I've just pulled True at First Light off my shelf, and read the introduction. This is a "fictional memoir", the manuscript for which Hemingway left unfinished at this death. In fact, it seems, he hadn't worked on it in a decade or so. His son, Patrick, who lived much of the real life it is based on, edited the manuscript, and it was published in 1999 (I think). Patrick's introduction make me admire HIM, and want to read the work, which I must view as a collaboration, rather than pure Papa.

49LovingLit
joulukuu 21, 2017, 2:19 pm

>45 EBT1002: congrats on your AAC efforts this year! It's a good feeling :)

I am 2/3 of the way though A Farewell to Arms, and am liking it a lot. I will report back later, but for now, I am off until the 28th Dec!! Happy Holidays one and all!!!

50richardderus
joulukuu 21, 2017, 3:06 pm



Happy Yule Book Flood!

51RBeffa
joulukuu 22, 2017, 4:40 pm

Finished up In Our Time. This is a powerful work - an unconventional grouping of stories that marked Hemingway's first major success as a writer. I believe these are the stories he is writing in A Moveable Feast and this time in his life when he is writing these is well covered in Paula McLain's The Paris Wife. In some ways the success that started here doomed his marriage to Hadley Richardson. One can also see many elements of Hemingway's life so far within these stories and the creation of the post WWI 'Lost Generation' . This is at least a 4 star read and I am very glad to have read it for the AAC. Stuff like this is why Hemingway is one of my favorite writers.

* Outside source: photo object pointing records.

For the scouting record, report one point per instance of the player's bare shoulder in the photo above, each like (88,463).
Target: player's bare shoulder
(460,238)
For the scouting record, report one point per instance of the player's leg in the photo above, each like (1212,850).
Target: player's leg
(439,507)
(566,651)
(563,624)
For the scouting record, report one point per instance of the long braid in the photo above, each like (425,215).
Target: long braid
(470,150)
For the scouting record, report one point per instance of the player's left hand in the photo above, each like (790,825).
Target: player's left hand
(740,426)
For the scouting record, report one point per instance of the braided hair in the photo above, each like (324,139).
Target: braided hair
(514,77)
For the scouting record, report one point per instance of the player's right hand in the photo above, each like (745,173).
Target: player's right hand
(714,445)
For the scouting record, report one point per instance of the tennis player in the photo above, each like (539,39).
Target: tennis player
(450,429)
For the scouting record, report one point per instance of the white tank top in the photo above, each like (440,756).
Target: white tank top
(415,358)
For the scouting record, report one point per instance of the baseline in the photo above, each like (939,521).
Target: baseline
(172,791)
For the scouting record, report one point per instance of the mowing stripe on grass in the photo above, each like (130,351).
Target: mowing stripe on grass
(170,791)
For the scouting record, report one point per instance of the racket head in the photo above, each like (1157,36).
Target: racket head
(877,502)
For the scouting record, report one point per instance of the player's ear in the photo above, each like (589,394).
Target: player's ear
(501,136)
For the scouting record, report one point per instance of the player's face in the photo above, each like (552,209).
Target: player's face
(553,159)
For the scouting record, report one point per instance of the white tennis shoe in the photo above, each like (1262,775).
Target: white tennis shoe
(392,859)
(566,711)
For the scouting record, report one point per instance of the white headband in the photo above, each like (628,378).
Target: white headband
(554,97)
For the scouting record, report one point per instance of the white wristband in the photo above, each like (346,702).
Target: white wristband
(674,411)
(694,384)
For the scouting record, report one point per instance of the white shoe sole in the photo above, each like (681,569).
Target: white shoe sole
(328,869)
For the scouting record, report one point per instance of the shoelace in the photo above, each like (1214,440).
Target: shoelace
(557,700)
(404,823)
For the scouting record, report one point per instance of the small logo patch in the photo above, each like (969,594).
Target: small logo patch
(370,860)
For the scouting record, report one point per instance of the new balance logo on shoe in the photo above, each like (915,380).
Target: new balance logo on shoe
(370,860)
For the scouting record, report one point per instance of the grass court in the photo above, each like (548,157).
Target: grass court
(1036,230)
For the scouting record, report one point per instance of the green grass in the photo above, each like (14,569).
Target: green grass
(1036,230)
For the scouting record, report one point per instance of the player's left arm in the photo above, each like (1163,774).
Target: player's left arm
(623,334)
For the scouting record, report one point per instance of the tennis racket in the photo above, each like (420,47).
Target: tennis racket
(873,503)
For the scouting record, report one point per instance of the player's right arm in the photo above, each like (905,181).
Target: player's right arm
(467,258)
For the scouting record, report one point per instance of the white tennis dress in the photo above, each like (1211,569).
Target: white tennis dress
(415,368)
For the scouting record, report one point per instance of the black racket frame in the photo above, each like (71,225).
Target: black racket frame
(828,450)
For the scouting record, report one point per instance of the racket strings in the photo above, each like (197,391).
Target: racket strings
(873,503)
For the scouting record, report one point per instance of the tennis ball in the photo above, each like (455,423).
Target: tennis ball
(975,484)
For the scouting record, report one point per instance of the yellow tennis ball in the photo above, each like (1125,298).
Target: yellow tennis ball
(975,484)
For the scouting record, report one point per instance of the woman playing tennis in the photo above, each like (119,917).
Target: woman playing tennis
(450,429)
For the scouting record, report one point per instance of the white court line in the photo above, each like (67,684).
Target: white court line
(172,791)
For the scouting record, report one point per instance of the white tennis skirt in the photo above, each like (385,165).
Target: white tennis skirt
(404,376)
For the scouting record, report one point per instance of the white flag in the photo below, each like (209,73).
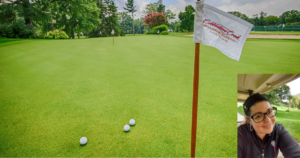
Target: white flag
(221,30)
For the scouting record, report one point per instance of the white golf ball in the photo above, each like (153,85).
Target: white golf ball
(83,141)
(132,122)
(126,128)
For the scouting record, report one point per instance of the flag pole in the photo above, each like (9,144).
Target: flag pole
(195,100)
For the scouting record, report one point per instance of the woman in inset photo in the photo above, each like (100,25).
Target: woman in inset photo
(260,136)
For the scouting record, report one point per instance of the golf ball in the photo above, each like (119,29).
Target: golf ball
(83,141)
(132,122)
(126,128)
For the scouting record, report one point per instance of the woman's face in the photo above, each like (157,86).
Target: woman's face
(266,126)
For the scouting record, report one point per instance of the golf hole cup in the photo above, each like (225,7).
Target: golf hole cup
(126,128)
(83,141)
(132,122)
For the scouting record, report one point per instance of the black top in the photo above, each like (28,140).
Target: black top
(251,146)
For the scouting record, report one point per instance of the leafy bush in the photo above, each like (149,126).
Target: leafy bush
(122,33)
(57,34)
(161,28)
(164,33)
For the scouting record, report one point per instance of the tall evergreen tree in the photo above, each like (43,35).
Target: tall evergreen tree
(187,18)
(108,17)
(131,9)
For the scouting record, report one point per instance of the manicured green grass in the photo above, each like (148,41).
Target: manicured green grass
(53,92)
(276,32)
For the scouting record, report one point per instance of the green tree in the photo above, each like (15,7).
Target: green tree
(170,16)
(124,21)
(155,19)
(279,95)
(293,17)
(161,8)
(131,9)
(187,18)
(8,13)
(287,14)
(109,19)
(272,20)
(151,7)
(78,16)
(32,12)
(262,21)
(177,27)
(295,101)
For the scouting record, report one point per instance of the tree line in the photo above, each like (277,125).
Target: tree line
(93,18)
(97,18)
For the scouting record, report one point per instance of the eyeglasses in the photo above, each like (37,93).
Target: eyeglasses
(259,117)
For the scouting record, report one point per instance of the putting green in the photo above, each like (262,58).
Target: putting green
(53,92)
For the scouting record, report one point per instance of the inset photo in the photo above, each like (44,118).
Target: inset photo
(268,115)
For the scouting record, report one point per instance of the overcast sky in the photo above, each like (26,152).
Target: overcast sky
(248,7)
(295,86)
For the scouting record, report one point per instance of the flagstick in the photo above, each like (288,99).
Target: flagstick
(195,100)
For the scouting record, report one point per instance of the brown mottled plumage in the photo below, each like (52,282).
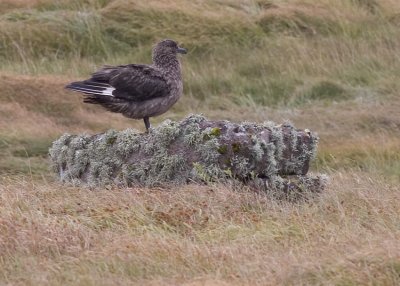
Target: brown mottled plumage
(137,91)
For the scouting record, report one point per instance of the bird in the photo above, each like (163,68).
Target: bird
(137,91)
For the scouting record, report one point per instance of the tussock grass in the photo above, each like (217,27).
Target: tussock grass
(74,236)
(330,66)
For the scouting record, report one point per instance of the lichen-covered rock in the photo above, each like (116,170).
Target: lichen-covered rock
(174,153)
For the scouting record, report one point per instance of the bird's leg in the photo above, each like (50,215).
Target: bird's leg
(146,123)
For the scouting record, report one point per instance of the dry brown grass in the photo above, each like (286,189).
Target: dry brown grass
(329,66)
(52,234)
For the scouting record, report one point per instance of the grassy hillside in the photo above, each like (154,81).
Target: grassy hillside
(331,66)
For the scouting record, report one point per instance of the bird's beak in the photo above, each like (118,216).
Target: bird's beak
(181,50)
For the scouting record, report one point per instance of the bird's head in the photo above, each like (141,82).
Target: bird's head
(168,47)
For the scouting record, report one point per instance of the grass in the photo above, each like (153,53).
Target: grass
(329,66)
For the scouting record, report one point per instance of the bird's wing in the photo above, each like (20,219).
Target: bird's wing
(127,82)
(134,82)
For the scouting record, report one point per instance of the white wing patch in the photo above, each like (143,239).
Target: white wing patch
(108,91)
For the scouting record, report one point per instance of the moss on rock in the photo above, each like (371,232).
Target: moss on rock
(175,153)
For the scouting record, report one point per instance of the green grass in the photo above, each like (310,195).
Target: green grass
(331,67)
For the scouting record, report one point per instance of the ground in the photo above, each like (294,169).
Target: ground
(329,66)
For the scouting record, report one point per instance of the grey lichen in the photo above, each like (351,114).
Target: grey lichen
(175,153)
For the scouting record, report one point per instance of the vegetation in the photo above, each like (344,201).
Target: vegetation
(330,66)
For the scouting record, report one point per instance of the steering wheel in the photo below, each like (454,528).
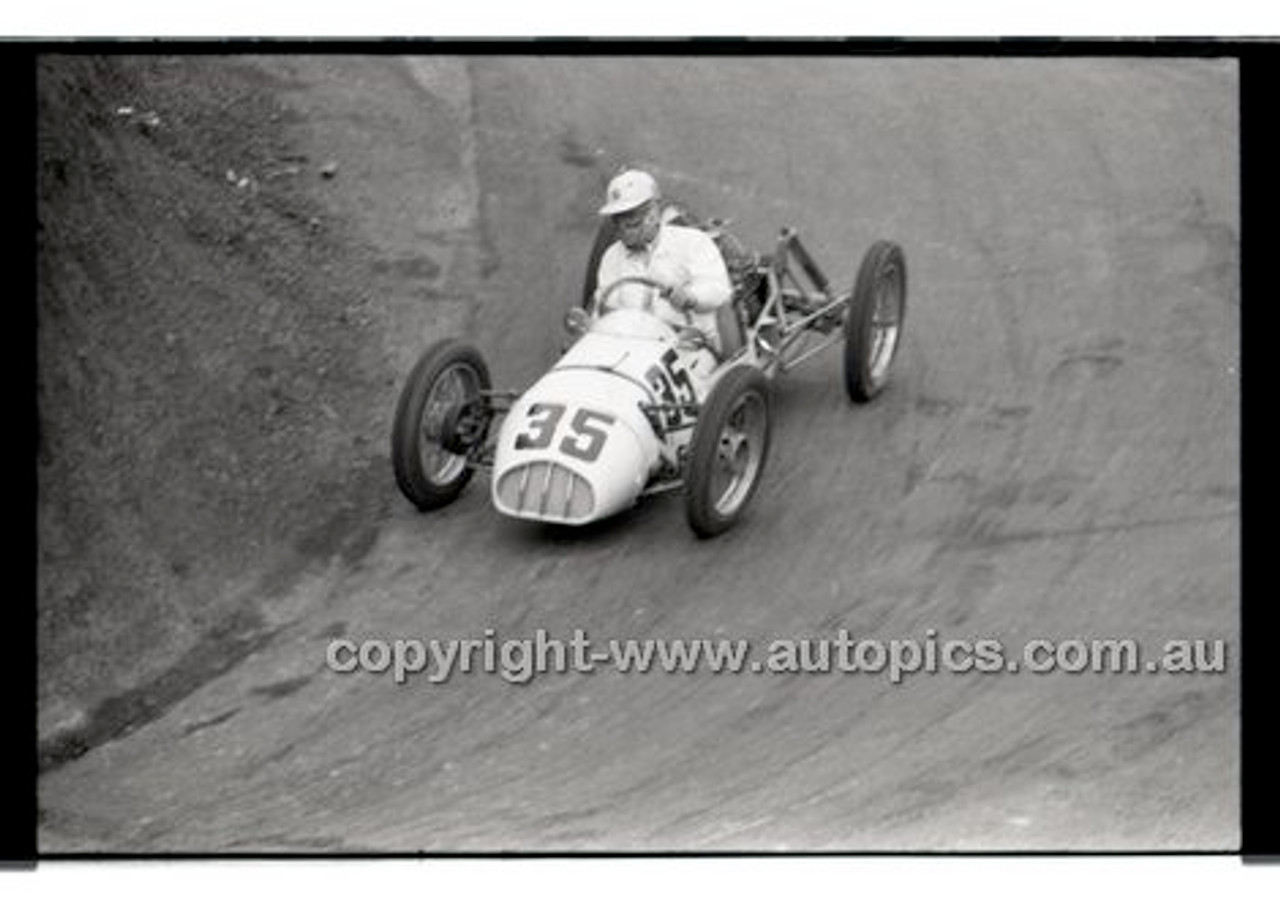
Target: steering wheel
(602,299)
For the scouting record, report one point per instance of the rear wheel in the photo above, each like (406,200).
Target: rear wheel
(873,325)
(429,454)
(730,447)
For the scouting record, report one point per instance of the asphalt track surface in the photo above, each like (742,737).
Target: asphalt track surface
(1056,458)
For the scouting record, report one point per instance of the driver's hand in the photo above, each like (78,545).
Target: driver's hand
(680,298)
(576,321)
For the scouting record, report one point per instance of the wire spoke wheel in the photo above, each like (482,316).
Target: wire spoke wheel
(728,452)
(456,385)
(430,466)
(873,326)
(739,454)
(886,320)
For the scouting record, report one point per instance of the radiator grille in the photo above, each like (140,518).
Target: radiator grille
(545,490)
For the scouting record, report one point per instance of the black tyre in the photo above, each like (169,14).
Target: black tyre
(731,444)
(873,325)
(428,471)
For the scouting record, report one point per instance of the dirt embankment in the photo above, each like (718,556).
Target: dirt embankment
(222,329)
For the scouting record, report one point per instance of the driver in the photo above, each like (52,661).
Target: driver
(682,260)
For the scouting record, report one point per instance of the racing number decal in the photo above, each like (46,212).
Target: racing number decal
(545,426)
(583,440)
(666,381)
(595,436)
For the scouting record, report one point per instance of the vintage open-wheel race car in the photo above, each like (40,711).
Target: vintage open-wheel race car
(632,408)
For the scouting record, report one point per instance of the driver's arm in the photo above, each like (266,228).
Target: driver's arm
(608,271)
(707,284)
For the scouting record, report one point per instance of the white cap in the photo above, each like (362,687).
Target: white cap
(627,191)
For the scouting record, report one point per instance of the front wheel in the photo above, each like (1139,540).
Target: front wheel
(873,324)
(730,447)
(428,453)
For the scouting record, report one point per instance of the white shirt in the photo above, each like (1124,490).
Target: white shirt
(679,255)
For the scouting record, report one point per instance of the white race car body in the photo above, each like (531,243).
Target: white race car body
(579,445)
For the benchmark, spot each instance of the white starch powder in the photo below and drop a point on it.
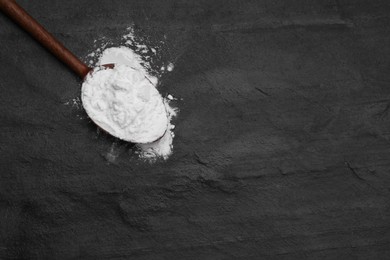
(123, 102)
(117, 119)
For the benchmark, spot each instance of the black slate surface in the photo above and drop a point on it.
(282, 143)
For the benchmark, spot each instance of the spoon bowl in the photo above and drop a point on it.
(47, 40)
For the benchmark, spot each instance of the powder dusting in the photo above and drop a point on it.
(135, 56)
(123, 102)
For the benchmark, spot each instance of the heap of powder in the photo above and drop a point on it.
(125, 103)
(123, 55)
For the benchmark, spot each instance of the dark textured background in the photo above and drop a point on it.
(282, 147)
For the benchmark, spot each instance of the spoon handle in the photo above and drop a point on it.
(39, 33)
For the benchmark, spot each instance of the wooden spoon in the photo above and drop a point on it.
(30, 25)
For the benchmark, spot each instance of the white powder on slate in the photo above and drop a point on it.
(123, 102)
(130, 63)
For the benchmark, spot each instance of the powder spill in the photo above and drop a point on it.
(123, 102)
(123, 55)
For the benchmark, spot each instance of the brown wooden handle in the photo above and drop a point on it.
(21, 17)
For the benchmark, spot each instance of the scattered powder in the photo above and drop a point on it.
(123, 102)
(170, 67)
(123, 55)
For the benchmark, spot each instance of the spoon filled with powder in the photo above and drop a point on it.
(119, 99)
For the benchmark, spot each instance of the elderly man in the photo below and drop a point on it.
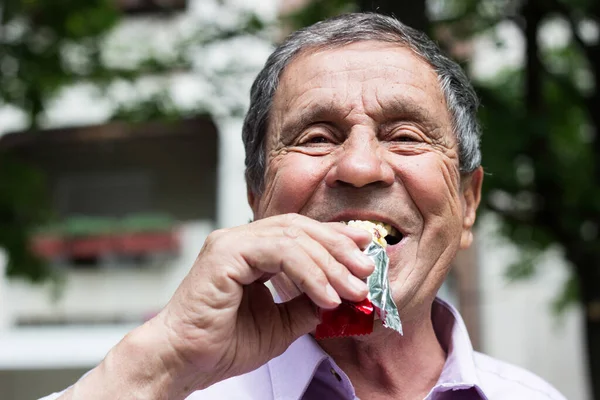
(356, 117)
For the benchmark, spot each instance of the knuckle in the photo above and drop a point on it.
(292, 219)
(285, 244)
(214, 239)
(292, 231)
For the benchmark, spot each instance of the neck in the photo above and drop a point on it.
(387, 365)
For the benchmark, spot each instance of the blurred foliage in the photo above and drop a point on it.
(541, 121)
(77, 226)
(49, 46)
(540, 145)
(23, 204)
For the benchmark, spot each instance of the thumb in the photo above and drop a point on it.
(301, 316)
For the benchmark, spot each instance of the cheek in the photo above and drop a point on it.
(291, 180)
(432, 183)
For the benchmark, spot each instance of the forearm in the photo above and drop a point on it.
(139, 367)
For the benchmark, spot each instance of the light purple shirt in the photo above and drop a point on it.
(305, 371)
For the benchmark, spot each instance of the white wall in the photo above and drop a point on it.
(517, 323)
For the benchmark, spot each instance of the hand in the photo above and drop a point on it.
(222, 320)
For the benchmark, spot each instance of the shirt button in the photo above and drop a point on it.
(337, 376)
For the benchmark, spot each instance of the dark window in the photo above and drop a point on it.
(150, 6)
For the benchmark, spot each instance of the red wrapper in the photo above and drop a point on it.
(349, 319)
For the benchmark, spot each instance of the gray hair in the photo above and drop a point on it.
(335, 32)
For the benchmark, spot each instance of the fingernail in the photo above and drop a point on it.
(357, 284)
(362, 259)
(333, 294)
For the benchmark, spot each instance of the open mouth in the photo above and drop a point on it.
(390, 234)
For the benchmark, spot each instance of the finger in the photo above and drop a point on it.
(341, 279)
(300, 316)
(338, 241)
(360, 236)
(283, 254)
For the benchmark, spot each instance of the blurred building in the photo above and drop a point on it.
(136, 202)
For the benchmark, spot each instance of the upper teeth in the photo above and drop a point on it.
(378, 229)
(389, 229)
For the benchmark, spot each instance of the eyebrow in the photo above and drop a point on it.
(395, 109)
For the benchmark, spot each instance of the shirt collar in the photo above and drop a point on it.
(292, 372)
(459, 370)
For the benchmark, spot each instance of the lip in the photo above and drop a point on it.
(349, 215)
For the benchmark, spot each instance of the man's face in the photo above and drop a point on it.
(363, 132)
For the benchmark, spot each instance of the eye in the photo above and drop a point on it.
(405, 136)
(318, 140)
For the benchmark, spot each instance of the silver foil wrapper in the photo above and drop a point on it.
(379, 288)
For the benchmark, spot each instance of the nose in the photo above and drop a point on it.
(360, 164)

This was a reread for me - first read sometime in the early to mid 90's. I will likely read it again one day.

52katiekrug
joulukuu 22, 2017, 4:55 pm

I read The Old Man and the Sea. It was fine - not nearly as boring as I feared, but I'm still not a fan.

Status achieved: Purist.

53banjo123
tammikuu 3, 2018, 2:49 pm

Well, I read For Whom the Bell Tolls. I liked it pretty well, but probably will not be eager to pick up any other Hemingway, especially with the comments about racism in his work. This one had some anti-Gypsy messaging, which I didn't like, and some stereotypical descriptions of the Spanish character; but not so objectionable as his other work, it sounds like.